# Catalog inspection

I want to look at the "fresh" datasets (that have come directly from butler), and will also look at the post-processed DASH datasets (once I've generated them).

In [52]:
import os
import hats
import numpy as np
import pandas as pd
import pyarrow.parquet as pq

from pathlib import Path

In [None]:
DRP_VERSION = os.environ["DRP_VERSION"]
print(f"DRP_VERSION: {DRP_VERSION}")
base_output_dir = Path(f"/sdf/data/rubin/shared/lsdb_commissioning")
raw_dir = base_output_dir / "raw" / DRP_VERSION
hats_dir = base_output_dir / "hats" / DRP_VERSION

In [54]:
fields_dir = raw_dir / "field_sizes"
fields_dir.mkdir(parents=True, exist_ok=True)

In [55]:
def collect_statistics(catalog_name):
    parquet_file = pq.ParquetFile(hats_dir / catalog_name / "dataset" / "_metadata")
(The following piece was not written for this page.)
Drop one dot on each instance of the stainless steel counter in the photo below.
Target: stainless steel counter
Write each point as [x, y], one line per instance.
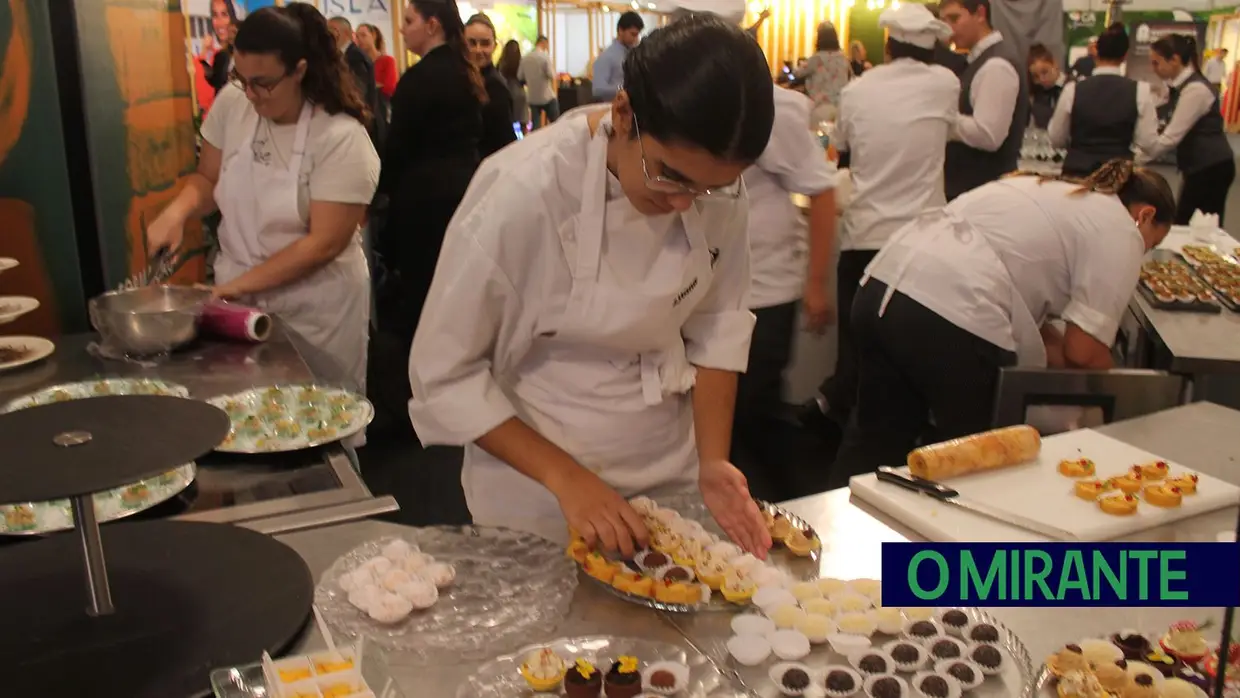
[1200, 435]
[272, 494]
    num_cols = parquet_file.metadata.num_columns
    num_row_groups = parquet_file.metadata.num_row_groups
    sizes = np.zeros(num_cols)

    for rg in range(num_row_groups):
        for col in range(num_cols):
            sizes[col] += parquet_file.metadata.row_group(rg).column(col).total_compressed_size

    ## This is just an attempt at pretty formatting
    percents = [f"{s/sizes.sum()*100:.1f}" for s in sizes]

    statistics = {"name": parquet_file.schema.names, "size": sizes.astype(int), "percent": percents}
    outfile = raw_dir / "field_sizes" / f"{catalog_name}.csv"
    pd.DataFrame(statistics).sort_values("size", ascending=False).to_csv(outfile, index=False)

In [None]:
fresh_catalogs = [
    "diaObject",
    "diaSource",
    "diaForcedSource",
    "object",
    "source",
    "forcedSource",
]

for catalog_name in fresh_catalogs:
    cat = hats.read_hats(hats_dir / catalog_name)
    print(catalog_name)
    print("num partitions", len(cat.get_healpix_pixels()))
    print("num rows", cat.catalog_info.total_rows)
    collect_statistics(catalog_name)